Il sindaco Alberto Bellelli in un’intervista rilasciataci la scorsa settimana ha espresso il timore che il numero inferiore di visite effettuate unitamente al timore di avvicinarsi alle strutture ospedaliere crei un aumento di altre patologie. Condivide?
“In Pronto soccorso non ci va praticamente più nessuno per paura è quindi chiaro che si registrerà un aumento tra le altre patologie ma sono altre le questioni di cui dovrebbe preoccuparsi il nostro sindaco. Quel che vorremmo sapere è se i 90 milioni stanziati dalla Regione verranno spesi oppure no per costruire un nuovo ospedale. Li abbiamo già fisicamente in tasca? Qual è il programma per Carpi? Il vecchio ospedale è insalvabile e non ha retto all’impatto col coronavirus: dubito possa tenere nella fase due, quella della convivenza col virus. Come potrà assicurare percorsi separati se non c’è riuscito sino a questo momento? Qual è la volontà politica? L’Ospedale di Baggiovara, così come quello di Piacenza, diventerà il nosocomio covid di riferimento per la nostra provincia. A fronte di questo, Carpi verrà ulteriormente depotenziata e tutto verrà spostato verso Modena? Occorre stare molto attenti perché se l’attività del Ramazzini non riprenderà i valenti professionisti che nel corso degli ultimi anni hanno riqualificato il nostro ospedale se ne andranno altrove. E se i migliori se ne vanno, perché non sono disposti a restare in panchina anziché operare e fare il proprio mestiere, il livello di cura e di assistenza precipitano. Andiamo oltre la miope idea che 1 valga 1: non è così.

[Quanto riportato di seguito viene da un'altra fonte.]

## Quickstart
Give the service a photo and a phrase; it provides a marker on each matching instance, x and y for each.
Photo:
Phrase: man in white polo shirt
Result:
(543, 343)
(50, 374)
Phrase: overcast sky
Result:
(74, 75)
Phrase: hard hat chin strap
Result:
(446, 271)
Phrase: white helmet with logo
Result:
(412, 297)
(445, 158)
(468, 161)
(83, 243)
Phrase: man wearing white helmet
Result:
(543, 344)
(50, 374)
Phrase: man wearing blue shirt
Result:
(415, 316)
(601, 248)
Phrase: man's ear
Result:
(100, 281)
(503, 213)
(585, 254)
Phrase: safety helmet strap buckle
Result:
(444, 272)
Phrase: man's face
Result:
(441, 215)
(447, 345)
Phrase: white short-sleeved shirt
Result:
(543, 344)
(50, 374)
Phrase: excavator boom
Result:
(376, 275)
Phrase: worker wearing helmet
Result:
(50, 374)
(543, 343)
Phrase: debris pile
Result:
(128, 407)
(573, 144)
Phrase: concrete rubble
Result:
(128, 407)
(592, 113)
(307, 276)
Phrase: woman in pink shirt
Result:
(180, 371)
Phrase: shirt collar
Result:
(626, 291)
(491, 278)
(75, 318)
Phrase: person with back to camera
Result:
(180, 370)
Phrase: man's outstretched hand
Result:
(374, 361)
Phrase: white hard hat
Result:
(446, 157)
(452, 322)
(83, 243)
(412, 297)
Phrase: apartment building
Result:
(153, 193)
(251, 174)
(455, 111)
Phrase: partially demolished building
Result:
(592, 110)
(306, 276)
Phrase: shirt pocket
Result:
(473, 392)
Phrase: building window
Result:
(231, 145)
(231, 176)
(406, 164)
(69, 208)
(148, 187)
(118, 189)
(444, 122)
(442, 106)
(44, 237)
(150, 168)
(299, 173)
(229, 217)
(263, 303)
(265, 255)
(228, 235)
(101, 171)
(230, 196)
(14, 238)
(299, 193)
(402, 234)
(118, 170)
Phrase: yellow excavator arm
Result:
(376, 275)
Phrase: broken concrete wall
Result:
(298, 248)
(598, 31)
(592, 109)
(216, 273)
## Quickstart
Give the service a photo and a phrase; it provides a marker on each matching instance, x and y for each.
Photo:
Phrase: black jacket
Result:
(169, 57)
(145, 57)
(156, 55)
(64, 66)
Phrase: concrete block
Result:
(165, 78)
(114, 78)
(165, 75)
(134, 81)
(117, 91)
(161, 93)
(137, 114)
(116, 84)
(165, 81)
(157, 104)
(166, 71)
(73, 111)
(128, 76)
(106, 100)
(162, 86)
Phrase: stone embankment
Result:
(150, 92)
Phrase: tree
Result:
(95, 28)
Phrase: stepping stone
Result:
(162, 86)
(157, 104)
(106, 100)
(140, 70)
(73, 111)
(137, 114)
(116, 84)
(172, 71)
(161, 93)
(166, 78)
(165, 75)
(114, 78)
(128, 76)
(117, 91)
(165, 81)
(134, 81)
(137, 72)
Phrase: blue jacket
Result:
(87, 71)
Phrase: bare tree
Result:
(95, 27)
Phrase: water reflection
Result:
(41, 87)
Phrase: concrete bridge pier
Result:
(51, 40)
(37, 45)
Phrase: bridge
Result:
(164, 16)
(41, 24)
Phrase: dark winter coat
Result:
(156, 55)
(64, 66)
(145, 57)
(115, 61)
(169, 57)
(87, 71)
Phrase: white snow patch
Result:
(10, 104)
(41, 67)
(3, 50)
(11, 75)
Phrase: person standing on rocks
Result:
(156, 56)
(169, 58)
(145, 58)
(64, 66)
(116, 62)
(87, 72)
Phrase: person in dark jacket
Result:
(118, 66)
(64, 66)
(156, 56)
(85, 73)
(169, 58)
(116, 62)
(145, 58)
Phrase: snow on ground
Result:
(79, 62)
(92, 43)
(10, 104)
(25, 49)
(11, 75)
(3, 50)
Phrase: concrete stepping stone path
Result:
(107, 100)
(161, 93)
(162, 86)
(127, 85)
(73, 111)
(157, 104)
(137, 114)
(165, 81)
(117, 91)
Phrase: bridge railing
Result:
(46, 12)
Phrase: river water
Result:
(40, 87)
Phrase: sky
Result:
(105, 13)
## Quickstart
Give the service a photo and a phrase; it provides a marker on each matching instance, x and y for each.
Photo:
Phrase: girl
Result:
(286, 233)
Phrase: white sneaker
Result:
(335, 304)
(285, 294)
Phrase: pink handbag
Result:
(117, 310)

E, ancora: cosa diventerà il Ramazzini? A cosa si ridurrà? A un poliambulatorio? Bene, allora vorrà dire che ci concentreremo sulla medicina territoriale: qualcuno però parli. La politica faccia il proprio mestiere, prenda delle decisioni, dopodiché si potrà avviare un confronto serio”.
Una cosa è certa, il Piano di prefattibilità del nuovo nosocomio stilato dall’Ausl pre covid dev’essere rivisto alla luce dei nuovi eventi, non può certo limitarsi a replicare l’esistente…
“I nuovi ospedali devono essere completamente ripensati, con spazi modulabili. Mi domando se Carpi sia in grado di costituire un’entità autonoma di fronte all’avanzata delle città metropolitane. Modena ha due ospedali, una prefettura, l’università… non sarebbe più efficiente trasformare Carpi in una sorta di importante quartiere di Modena investendo sui collegamenti, magari attraverso la realizzazione di una metropolitana di cui si discute da tanto tempo? In questo modo si potrebbe pensare di realizzare qui un grande e qualificato centro di primo soccorso mentre del resto delle patologie si potrebbero fare carico le strutture ospedaliere modenesi”.
Più territorio: questo dev’essere l’imperativo, anche e soprattutto in considerazione del progressivo invecchiamento della popolazione e del conseguente aumento delle patologie croniche. In questa emergenza la medicina territoriale si è arricchita di vari elementi di novità a partire dalla telemedicina nelle case residenza anziani e presso il domicilio di alcuni pazienti. Una medicina del territorio forte consentirebbe all’ospedale di trattare solo le acuzie.
“Assolutamente sì. Rivedendo la rete ospedaliera e ridistribuendo i compiti si potrebbe evitare la costruzione di un nuovo ospedale in città e con le risorse risparmiate si potrebbero rafforzare i servizi territoriali. Mi chiedo: se davvero esiste la volontà di erigere un nuovo nosocomio, a cosa servirà la casa della salute? In caso contrario, una sola struttura di questo tipo non sarà sufficiente, occorrerà farne altre: più poliambulatori distribuiti sul territorio. E all’ospedale si andrà solo per avere diagnosi cardiologiche o oncologiche, due eccellenze del Ramazzini, e per accedere al Ps in caso di emergenza. Per il resto ci sarà Modena. Queste erano scelte da fare ieri. Siamo già in netto ritardo”.